Why is home-grown structural timber often seen as inferior for timber frame manufacturing in Wales and are there practical ways to improve its stability, strength and suitability for timber frame construction?
Summary
Wales needs 14,000 new low-carbon homes per year, yet home-grown structural timber currently makes up only a tiny fraction of material used in timber frame construction. Most timber frame manufacturers prefer imported timber due to concerns over stability, distortion, strength grading and supply reliability.
This report investigates the characteristics of home-grown timber and the challenges caused by wider growth rings, larger juvenile cores, reaction wood and spiral grain. It explores how growing conditions, silviculture, log selection, cutting patterns, kiln drying and moisture management affect final performance.
Through stakeholder interviews with foresters, sawmillers, manufacturers and researchers, the report concludes that producing dimensionally stable home-grown timber is technically achievable.

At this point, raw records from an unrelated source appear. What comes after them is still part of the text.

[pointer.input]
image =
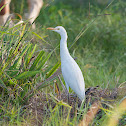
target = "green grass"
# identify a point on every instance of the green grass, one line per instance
(98, 42)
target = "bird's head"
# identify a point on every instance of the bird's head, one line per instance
(59, 29)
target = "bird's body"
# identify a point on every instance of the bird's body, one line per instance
(71, 72)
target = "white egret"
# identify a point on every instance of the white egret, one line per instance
(71, 72)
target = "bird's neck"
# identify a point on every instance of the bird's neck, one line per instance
(64, 53)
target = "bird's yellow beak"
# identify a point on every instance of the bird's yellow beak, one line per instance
(52, 28)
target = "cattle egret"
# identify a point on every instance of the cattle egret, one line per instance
(70, 70)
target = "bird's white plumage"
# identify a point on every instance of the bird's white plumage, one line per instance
(71, 72)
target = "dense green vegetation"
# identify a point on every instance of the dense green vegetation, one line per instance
(96, 36)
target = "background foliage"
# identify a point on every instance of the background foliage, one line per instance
(96, 37)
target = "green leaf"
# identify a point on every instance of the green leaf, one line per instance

However, commercial barriers, market inertia and lack of incentives currently prevent wider adoption.
Key recommendations focus on an integrated “forest-to-frame” approach, including improved tree breeding, better site and log selection, optimised kiln drying, and stronger policy support such as procurement rules, funding uplifts and updated specifications.
The report highlights that technical solutions exist, but real change requires policy courage and new value propositions to make home-grown timber a commercially attractive option for timber frame manufacturers.